Briefcase

Yahoo launches service to compete for local ads

Yahoo Inc. on Sunday launched a search offering that helps users find local businesses as it battles Google Inc. and other Web search providers to capture a growing share of the billion-dollar advertising market now dominated by Yellow Page publishers.

Called Yahoo Local, the service will be accessible from the Yahoo home page and through Yahoo Search. It aims to help users quickly track down businesses such as restaurants, dry cleaners and banks in their neighborhoods or in other chosen areas.

Yahoo and others hope the new services will lure millions of local advertisers, who are discovering how to use the Web to reach consumers. According to the Kelsey Group, small-business spending in local market advertising is roughly $22 billion annually across all media.

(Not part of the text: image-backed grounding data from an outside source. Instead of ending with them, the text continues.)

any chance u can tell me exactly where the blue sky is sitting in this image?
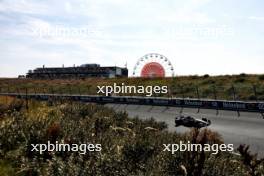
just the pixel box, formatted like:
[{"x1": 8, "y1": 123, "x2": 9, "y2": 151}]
[{"x1": 0, "y1": 0, "x2": 263, "y2": 77}]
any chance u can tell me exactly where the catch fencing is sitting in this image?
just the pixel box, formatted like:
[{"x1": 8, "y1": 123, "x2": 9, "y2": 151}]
[{"x1": 0, "y1": 92, "x2": 263, "y2": 118}]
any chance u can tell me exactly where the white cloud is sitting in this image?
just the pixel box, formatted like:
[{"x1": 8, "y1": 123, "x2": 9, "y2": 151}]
[
  {"x1": 0, "y1": 0, "x2": 49, "y2": 15},
  {"x1": 0, "y1": 0, "x2": 263, "y2": 77},
  {"x1": 248, "y1": 16, "x2": 264, "y2": 21}
]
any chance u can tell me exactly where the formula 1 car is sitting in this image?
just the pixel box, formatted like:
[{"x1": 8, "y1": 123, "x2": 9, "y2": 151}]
[{"x1": 175, "y1": 115, "x2": 211, "y2": 128}]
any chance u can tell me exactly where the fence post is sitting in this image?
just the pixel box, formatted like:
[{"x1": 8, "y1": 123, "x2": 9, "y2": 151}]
[
  {"x1": 78, "y1": 87, "x2": 81, "y2": 96},
  {"x1": 213, "y1": 86, "x2": 219, "y2": 115},
  {"x1": 162, "y1": 85, "x2": 171, "y2": 112},
  {"x1": 69, "y1": 85, "x2": 72, "y2": 95},
  {"x1": 16, "y1": 88, "x2": 20, "y2": 96},
  {"x1": 231, "y1": 85, "x2": 240, "y2": 117},
  {"x1": 196, "y1": 86, "x2": 200, "y2": 113},
  {"x1": 231, "y1": 85, "x2": 236, "y2": 100},
  {"x1": 252, "y1": 84, "x2": 258, "y2": 102},
  {"x1": 59, "y1": 87, "x2": 63, "y2": 104},
  {"x1": 5, "y1": 87, "x2": 8, "y2": 104},
  {"x1": 5, "y1": 85, "x2": 10, "y2": 104},
  {"x1": 49, "y1": 87, "x2": 53, "y2": 102},
  {"x1": 68, "y1": 85, "x2": 73, "y2": 112},
  {"x1": 7, "y1": 85, "x2": 10, "y2": 94},
  {"x1": 180, "y1": 85, "x2": 185, "y2": 99},
  {"x1": 87, "y1": 85, "x2": 91, "y2": 95},
  {"x1": 253, "y1": 85, "x2": 264, "y2": 118},
  {"x1": 51, "y1": 87, "x2": 54, "y2": 95},
  {"x1": 180, "y1": 85, "x2": 184, "y2": 114},
  {"x1": 25, "y1": 88, "x2": 29, "y2": 111},
  {"x1": 60, "y1": 87, "x2": 63, "y2": 95}
]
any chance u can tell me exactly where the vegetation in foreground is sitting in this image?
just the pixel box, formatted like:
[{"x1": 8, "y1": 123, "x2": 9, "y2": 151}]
[
  {"x1": 0, "y1": 74, "x2": 264, "y2": 100},
  {"x1": 0, "y1": 97, "x2": 264, "y2": 176}
]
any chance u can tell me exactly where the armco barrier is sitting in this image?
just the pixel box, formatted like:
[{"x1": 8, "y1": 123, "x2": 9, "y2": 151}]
[{"x1": 0, "y1": 93, "x2": 264, "y2": 113}]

Above, Anis Ben Amora looks for information at the Yahoo interactive bus stop Sunday in the North Beach section of San Francisco.

Executives

EBay president named top businesswoman

The title of Most Powerful Businesswoman is going, going, gone to eBay’s Meg Whitman.

The president and CEO of the auction Web site surpassed Carly Fiorina, chairman and CEO of computer equipment maker Hewlett-Packard Co., who has held the title every year since Fortune magazine began its annual list of most powerful women in business in 1998.

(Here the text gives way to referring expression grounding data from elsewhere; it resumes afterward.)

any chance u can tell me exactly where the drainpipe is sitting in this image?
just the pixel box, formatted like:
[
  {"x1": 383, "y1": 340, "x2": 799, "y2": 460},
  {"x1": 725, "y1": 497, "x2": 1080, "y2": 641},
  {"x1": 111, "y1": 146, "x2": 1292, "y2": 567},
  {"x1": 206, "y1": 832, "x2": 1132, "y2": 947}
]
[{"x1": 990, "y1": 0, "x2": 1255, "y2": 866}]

Whitman earned Fortune’s top spot due to eBay’s significant growth during the past year. EBay’s earnings last quarter were double Wall Street’s expectations, and the company recently acquired Baazee.com, the largest online marketplace in India.

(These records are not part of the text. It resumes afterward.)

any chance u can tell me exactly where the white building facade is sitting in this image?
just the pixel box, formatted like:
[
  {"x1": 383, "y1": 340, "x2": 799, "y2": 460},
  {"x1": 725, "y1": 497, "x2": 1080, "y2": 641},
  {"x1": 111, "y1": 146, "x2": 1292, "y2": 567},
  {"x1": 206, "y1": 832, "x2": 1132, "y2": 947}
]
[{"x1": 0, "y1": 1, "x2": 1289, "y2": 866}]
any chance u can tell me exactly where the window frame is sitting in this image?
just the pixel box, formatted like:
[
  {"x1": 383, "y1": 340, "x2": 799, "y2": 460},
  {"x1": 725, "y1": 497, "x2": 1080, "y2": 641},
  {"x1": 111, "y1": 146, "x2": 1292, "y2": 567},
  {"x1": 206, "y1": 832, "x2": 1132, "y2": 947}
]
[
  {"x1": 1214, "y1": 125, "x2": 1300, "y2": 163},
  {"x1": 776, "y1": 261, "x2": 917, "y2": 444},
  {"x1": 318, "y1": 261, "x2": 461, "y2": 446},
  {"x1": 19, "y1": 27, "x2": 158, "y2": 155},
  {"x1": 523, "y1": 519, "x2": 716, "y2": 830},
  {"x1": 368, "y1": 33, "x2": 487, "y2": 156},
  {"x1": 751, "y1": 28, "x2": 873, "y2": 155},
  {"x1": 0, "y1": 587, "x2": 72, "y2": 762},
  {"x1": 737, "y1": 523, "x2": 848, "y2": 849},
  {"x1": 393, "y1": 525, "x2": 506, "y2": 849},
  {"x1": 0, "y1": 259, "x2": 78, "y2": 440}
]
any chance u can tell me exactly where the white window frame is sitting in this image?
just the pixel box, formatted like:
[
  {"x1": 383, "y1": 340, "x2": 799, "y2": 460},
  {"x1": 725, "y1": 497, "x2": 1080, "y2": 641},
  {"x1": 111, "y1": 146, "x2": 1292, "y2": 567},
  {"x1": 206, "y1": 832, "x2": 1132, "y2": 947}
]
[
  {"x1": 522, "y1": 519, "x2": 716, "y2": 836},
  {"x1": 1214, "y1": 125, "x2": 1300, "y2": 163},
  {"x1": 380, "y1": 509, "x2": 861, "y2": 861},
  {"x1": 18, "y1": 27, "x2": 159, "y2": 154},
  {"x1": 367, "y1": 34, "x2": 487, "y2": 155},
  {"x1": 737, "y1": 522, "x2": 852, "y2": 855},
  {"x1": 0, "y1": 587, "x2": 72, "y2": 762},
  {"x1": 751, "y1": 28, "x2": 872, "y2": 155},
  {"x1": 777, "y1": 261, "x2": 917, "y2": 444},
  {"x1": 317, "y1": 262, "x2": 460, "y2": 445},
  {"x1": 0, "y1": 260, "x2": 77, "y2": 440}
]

Taking the No. 3 spot was Avon Products chairman and CEO Andrea Jung, while Xerox chairman and CEO Anne Mulcahy was No. 4 and Marjorie Magner, chairman and CEO of Citigroup’s global consumer group, placed fifth. Oprah Winfrey was No. 6.

Energy

Oil prices dip slightly

Oil futures retreated below the $50-a-barrel level Monday, though analysts said there was enough uncertainty about geopolitics and weather — and the industry’s ability to quickly boost crude output — to keep prices from plummeting anytime soon.

Light crude futures for November delivery settled 21 cents lower at $49.91 on the New York Mercantile Exchange.

Traders said oil market tensions had eased somewhat due to a Nigerian militia leader’s tentative agreement late last week to disarm the fighters he had threatened to use to wage a “full-scale” war in the country’s oil-rich Niger Delta.